In a nutshell, as written in a book that has weathered the ages, “Don’t be concerned for your own good but for the good of others.”

As such, I am not one to judge what someone else needs to do to either address pain and what  “vices” — or more aptly things they do that I wouldn’t do — they have as long as the laws of society that are crucial to make civilization work are followed.
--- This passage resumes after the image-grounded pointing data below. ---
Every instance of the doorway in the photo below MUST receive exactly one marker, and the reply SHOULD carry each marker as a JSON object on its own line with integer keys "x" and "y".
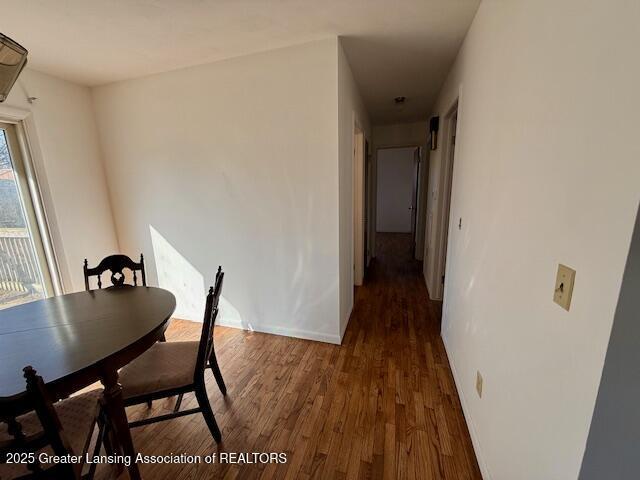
{"x": 398, "y": 173}
{"x": 24, "y": 272}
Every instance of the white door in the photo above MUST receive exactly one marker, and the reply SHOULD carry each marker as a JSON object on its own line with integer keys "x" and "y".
{"x": 396, "y": 190}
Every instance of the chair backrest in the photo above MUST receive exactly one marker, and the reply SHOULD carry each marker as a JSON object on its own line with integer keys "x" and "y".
{"x": 116, "y": 264}
{"x": 49, "y": 433}
{"x": 210, "y": 314}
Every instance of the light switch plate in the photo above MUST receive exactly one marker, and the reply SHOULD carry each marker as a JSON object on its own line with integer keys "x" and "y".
{"x": 565, "y": 279}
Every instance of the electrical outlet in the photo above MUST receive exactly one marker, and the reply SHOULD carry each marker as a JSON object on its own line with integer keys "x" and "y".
{"x": 565, "y": 279}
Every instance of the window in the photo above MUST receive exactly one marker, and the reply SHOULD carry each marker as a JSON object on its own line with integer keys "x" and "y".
{"x": 24, "y": 271}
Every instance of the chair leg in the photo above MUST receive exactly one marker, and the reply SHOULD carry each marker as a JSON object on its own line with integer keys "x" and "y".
{"x": 213, "y": 364}
{"x": 207, "y": 413}
{"x": 178, "y": 403}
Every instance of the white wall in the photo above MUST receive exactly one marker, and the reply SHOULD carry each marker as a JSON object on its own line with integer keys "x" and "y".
{"x": 70, "y": 172}
{"x": 395, "y": 189}
{"x": 546, "y": 171}
{"x": 350, "y": 109}
{"x": 234, "y": 163}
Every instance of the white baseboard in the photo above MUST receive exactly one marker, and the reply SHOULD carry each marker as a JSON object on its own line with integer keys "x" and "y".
{"x": 484, "y": 471}
{"x": 284, "y": 331}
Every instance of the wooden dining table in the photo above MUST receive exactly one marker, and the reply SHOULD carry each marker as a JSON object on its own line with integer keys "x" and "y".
{"x": 75, "y": 340}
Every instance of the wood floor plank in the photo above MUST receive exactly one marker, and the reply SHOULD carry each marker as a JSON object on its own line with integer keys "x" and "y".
{"x": 381, "y": 405}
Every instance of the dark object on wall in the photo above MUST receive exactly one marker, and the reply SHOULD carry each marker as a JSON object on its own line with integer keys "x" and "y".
{"x": 13, "y": 58}
{"x": 434, "y": 124}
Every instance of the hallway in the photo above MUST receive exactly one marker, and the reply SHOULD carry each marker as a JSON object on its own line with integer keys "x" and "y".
{"x": 382, "y": 405}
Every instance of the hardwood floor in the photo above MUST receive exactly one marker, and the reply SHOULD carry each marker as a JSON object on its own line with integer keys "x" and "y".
{"x": 382, "y": 405}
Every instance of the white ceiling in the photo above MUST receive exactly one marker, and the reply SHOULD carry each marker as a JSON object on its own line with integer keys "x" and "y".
{"x": 395, "y": 47}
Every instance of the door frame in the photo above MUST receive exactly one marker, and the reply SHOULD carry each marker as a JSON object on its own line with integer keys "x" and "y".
{"x": 359, "y": 251}
{"x": 445, "y": 224}
{"x": 39, "y": 194}
{"x": 420, "y": 209}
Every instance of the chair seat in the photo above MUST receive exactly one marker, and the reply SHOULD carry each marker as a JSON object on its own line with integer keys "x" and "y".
{"x": 165, "y": 366}
{"x": 77, "y": 415}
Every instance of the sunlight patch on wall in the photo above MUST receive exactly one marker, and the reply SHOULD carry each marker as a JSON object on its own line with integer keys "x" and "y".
{"x": 177, "y": 275}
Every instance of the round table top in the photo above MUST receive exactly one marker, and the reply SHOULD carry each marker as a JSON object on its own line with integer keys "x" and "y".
{"x": 69, "y": 334}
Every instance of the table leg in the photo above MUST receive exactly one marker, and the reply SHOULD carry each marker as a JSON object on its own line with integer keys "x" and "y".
{"x": 117, "y": 415}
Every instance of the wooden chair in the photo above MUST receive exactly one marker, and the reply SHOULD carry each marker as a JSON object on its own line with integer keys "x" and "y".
{"x": 65, "y": 428}
{"x": 116, "y": 264}
{"x": 175, "y": 368}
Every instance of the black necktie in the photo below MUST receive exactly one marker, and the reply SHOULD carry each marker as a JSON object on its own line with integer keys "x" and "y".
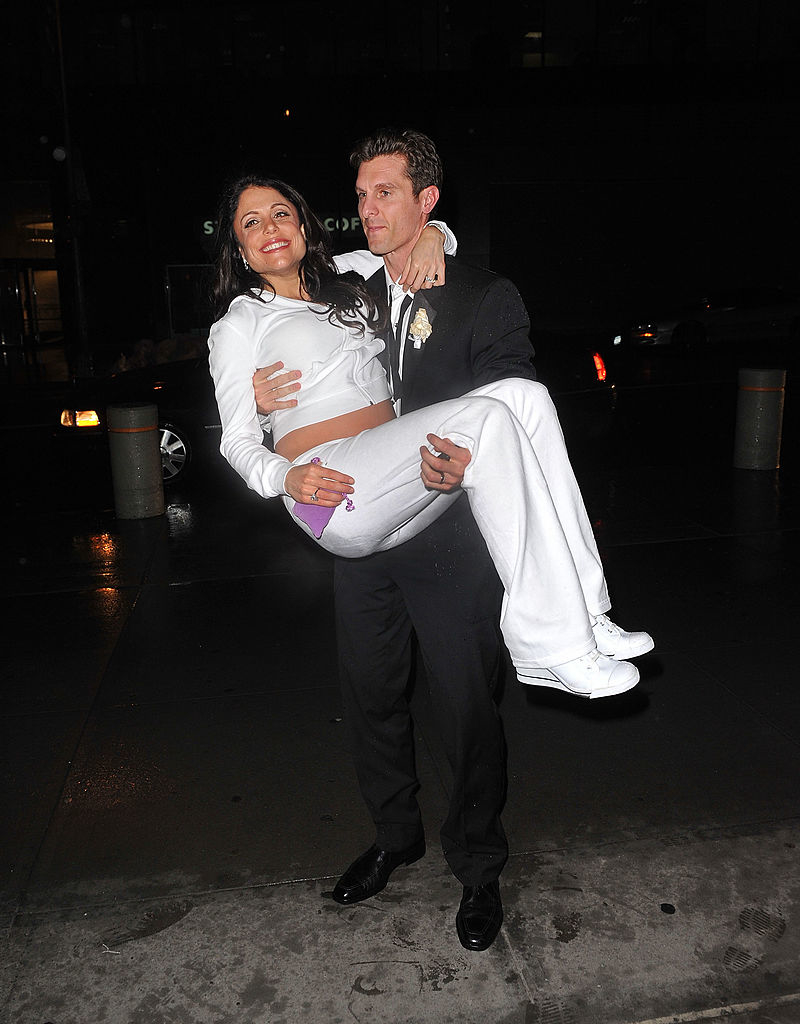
{"x": 396, "y": 380}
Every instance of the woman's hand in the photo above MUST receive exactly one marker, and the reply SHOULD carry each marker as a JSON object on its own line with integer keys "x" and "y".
{"x": 269, "y": 390}
{"x": 328, "y": 485}
{"x": 425, "y": 265}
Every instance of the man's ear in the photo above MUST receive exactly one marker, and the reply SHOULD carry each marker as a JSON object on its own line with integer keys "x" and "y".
{"x": 429, "y": 198}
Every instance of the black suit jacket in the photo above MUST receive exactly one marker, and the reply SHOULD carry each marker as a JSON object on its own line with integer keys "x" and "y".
{"x": 479, "y": 335}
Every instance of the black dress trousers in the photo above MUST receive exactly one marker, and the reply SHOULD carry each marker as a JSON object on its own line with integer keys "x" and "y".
{"x": 443, "y": 585}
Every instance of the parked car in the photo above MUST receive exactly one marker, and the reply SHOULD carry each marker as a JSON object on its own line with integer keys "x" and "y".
{"x": 188, "y": 420}
{"x": 738, "y": 315}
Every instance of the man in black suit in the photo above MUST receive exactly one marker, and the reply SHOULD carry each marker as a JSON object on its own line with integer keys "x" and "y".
{"x": 441, "y": 586}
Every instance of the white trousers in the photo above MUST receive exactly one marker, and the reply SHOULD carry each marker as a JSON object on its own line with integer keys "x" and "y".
{"x": 523, "y": 496}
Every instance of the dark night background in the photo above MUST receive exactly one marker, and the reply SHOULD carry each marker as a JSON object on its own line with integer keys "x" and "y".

Manteca, in a matter of months, will be joining the 44 percent of California’s 482 cities as of May 2022 that allow legal storefront cannabis sales.

Some say Manteca has taken its sweet time.

Others are aghast that they are still proceeding.

Personally, I’m ambivalent.

I can see both sides.

And the points both sides make have merit.

It is why I expect the City of Manteca to leave no stone unturned to make sure they do it right from the start and going forward.

Each pause the city has imposed during the process of moving toward legal marijuana sales when they learn of another potential pitfall so they can steer clear of replicating similar problems in Manteca underscores their commitment to doing it right.

I have no illusions.

Legal marijuana is big business even if it is dwarfed by the black market.

And just like the voters decision in 1985 to legalize state-run lotteries, I do not believe for a second that it will be a panacea for the city’s financial needs.

It will help, just like the lottery helped schools somewhat, but that’s it.

Based on the clientele in the Modesto cannabis stores, you will likely not see what might be called “riff-raff” patronizing the three Manteca locations that will open.

They will be surprisingly older than you think, middle class for the most part, and even well groomed.

They are also law-abiding people based on how they are obtaining marijuana.

In a way, they are basically shopping at BevMo as opposed to driving down an isolated country road to buy from a moonshiner.

Yes, the prices are higher at BevMo et al than the black market, but what is on the shelf is highly regulated and passes rigid quality tests.

That is no different than California marijuana dispensaries.

Those who partake of cannabis from a highly regulated storefront have an extremely high certainty of personal safety when purchasing marijuana and an equally high confidence it isn’t laced with pesticides and similar toxic items.

It is what those that go to a legal cannabis dispensary in Manteca should and will expect.